Eu parei de escrever por um tempo e comecei a recorrer a uma série de tarefas que em muitos sentidos se parecem com uma construção coletiva com a própria vida, que aceita todo o mistério e poder que existe nela: o cuidado diário de uma série de plantinhas novas, bolos e pudins crescendo no forno, milímetros de expansão do meu próprio corpo e das minhas articulações adquiridos a cada novo dia iniciado no tapete de yoga. E então, quando me vi de novo em um lugar que parecia impossível de sair sem ter alguma referência, e aquelas que eu tinha antes já não serviam mais, minha terapeuta disse que era hora de escrever novas histórias, retomar o poder.
Na hora eu pensei meu deus que lixo, mas criei esse blog mesmo assim.
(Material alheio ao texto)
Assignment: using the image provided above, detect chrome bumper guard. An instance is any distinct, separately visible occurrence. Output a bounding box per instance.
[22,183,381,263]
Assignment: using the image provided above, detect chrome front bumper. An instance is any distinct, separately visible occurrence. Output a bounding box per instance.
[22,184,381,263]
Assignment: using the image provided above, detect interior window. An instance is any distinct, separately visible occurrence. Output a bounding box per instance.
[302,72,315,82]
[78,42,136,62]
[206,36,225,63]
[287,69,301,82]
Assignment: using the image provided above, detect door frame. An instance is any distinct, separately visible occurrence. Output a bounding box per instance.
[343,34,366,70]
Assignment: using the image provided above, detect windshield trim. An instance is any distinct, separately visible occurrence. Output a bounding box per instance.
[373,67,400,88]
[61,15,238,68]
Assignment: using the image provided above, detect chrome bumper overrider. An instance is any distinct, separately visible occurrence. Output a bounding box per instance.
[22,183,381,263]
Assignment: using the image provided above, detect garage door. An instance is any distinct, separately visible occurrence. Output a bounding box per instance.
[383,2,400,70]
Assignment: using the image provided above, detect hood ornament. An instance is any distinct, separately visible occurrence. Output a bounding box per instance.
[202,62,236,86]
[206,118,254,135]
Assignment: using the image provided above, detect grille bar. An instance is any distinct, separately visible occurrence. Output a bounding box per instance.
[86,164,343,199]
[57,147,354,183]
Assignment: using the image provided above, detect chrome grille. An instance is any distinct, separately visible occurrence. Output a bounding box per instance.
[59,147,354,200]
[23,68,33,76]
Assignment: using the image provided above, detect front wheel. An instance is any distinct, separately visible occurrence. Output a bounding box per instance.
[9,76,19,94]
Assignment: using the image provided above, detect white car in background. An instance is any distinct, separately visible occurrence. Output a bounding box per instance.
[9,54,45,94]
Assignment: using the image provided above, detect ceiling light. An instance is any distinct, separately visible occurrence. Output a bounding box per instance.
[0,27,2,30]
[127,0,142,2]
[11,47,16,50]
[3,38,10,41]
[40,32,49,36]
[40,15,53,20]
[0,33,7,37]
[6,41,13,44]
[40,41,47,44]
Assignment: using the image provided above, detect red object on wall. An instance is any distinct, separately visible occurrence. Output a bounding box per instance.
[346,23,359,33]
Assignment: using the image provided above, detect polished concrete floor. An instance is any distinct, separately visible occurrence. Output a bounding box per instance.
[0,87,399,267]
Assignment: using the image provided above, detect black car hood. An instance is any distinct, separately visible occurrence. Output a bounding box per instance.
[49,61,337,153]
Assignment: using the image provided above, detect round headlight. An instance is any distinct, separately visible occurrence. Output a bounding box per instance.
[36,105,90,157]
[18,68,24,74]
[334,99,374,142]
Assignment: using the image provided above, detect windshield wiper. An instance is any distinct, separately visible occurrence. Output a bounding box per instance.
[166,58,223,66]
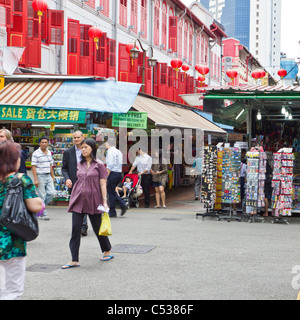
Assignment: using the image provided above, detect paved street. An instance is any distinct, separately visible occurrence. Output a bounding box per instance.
[21,187,300,300]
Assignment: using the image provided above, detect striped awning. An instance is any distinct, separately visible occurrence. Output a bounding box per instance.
[0,77,141,113]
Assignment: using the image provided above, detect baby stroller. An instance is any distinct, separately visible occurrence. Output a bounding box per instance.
[120,173,143,208]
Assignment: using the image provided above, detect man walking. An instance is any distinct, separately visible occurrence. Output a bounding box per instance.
[31,136,55,220]
[62,131,88,235]
[105,138,127,218]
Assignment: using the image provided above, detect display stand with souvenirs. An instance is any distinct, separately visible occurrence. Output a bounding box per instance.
[218,147,242,222]
[271,148,294,224]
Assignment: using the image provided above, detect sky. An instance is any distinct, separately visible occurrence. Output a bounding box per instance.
[181,0,300,60]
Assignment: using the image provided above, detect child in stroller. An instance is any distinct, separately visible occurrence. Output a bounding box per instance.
[116,176,133,198]
[116,174,142,208]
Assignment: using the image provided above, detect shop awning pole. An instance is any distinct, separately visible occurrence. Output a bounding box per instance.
[204,95,300,100]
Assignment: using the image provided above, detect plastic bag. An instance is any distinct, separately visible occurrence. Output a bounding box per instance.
[99,212,112,236]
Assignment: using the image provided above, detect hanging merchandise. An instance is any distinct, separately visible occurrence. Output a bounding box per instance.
[52,136,73,202]
[215,149,224,210]
[271,149,294,221]
[221,147,241,204]
[245,151,267,218]
[201,146,217,207]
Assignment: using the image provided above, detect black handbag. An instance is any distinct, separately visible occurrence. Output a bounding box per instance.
[0,173,39,242]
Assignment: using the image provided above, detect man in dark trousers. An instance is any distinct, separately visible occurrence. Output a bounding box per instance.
[62,131,88,235]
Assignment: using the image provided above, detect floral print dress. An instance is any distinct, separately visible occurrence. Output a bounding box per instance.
[0,174,38,261]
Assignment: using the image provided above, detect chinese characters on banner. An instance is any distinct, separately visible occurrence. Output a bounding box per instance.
[0,106,86,123]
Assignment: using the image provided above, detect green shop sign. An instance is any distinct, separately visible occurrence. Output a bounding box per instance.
[0,105,86,123]
[112,112,148,129]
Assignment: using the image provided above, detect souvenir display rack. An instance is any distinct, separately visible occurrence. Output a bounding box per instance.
[245,150,266,223]
[271,149,294,224]
[218,147,242,222]
[215,149,223,211]
[52,135,73,202]
[196,146,218,220]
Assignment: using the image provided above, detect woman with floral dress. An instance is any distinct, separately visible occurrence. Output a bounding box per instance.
[0,141,42,300]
Talvez nada disso faça sentido para vocês, talvez eu só esteja projetando, mas o que vocês esperavam de uma fã de Taylor Swift?
Hello stranger, como vai você?
Esse texto foi escrito em dezembro de 2020 e publicado originalmente no blog que eu havia acabado de criar. Mas hoje saiu o disco novo do The National, trazendo Taylor Swift como uma das convidadas, e senti que valia a pena recordar essas palavras e deixá-las registradas aqui também.
O nome do disco é First Two Pages of Frankenstein e a
tem essa teoria de que “Anti-Hero”, um dos lançamentos mais recentes da Taylor, nada mais é que sua própria tentativa de reescrever o mito do Prometeu moderno. Nem precisa ler o livro pra entender (eu não li), basta assistir ao clipe. O fato do National trazer a mesma referência no título do álbum torna tudo ainda mais saboroso. Vou ouvir o disco e quem sabe escrevo uma continuação desse texto já que, graças a DEUS, a parceria entre eles não para de render frutos.Espero que gostem dessa piração toda. Feliz lançamento do The National para todos que celebram.
Stay beautiful!
Com carinho,
Anna
amei o texto! o primeiro parágrafo ressoou muito pra mim, exceto que eu geralmente escondo essa parte, sabe, que sou fã de taylor swift. esse dias, inclusive, no aniversário de uma amiga, eu fui apresentada a uma fã e a gente passou um tempão conversando em meio a vários amigos meus que não sabiam que ouvir e acompanhar taylor swift faz parte da minha vida há anos. me senti revelando um segredo enorme e fiquei bastante insegura. engraçado.